Speed up simple product accumulator loop

Hello Julia community,

I need help with speeding up an inner loop in a larger project (running on Julia 1.5.0). Here is a MWE. The loop accumulates multiplicatively into a vector.

using BenchmarkTools

function signal1(k,om,t)
    V = ones(Float64,size(t))
    for p = 1:length(om)
        @. V *= 1 - k[p]*sin(om[p]*t)^4
    end
    return V
end

N = 200   # typically > 50_000
nt = 101   # typically 200-500

k = rand(N,N) 
om = rand(N,N)
t = collect(range(0,0.5,length=nt))

@btime signal1($k,$om,$t);

The code appears type stable according to @code_warntype. Adding @simd or @inbounds to the loop makes no difference. @btime shows only one memory allocation, so the @. macro appears to be working.
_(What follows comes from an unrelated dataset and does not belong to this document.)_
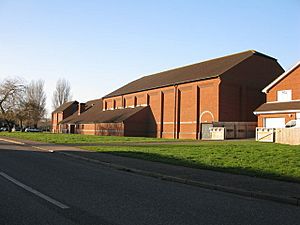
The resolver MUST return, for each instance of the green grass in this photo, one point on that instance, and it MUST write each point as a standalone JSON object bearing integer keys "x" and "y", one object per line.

As is, this is already 9x faster than my original Matlab version - impressive! However, I am wondering whether I am leaving performance on the table. Are there any ways to speed this up, without destroying readability?

Thanks.

EDIT: remove V from function argument list.

For real input, you could use @avx offered by LoopVectorization before @. to achieve better simd.

1 Like

Some quick attempts:

julia> @btime signal1($k,$om,$t); # defining it without argument V
  117.286 ms (1 allocation: 896 bytes)

julia> using Tullio

julia> @tullio (*) V[a] := 1 - k[p,q] * sin(om[p,q] * t[a])^4;

julia> V ≈ signal1(k,om,t)
true

julia> @btime @tullio (*) V[a] := 1 - k[p,q] * sin(om[p,q] * t[a])^4;
  10.760 ms (125 allocations: 8.28 KiB)

julia> using LoopVectorization

julia> @btime @tullio (*) V[a] := 1 - k[p,q] * sin(om[p,q] * t[a])^4;
  6.161 ms (125 allocations: 8.28 KiB)

(Edit: adding threads=false avx=false fastmath=false makes this slow again. I think @fastmath helps power ^4 quite a bit.)

1 Like

One thing that will slow your computation down but make it much more accurate is accumulating additively in the log domain. Especially if the om terms are near 0, this will be neck more numerically stable.

3 Likes

Thank you all for these great suggestions (using @avx from LoopVectorization, using @tullio from Tullio, and using the logarithm for better accuracy)!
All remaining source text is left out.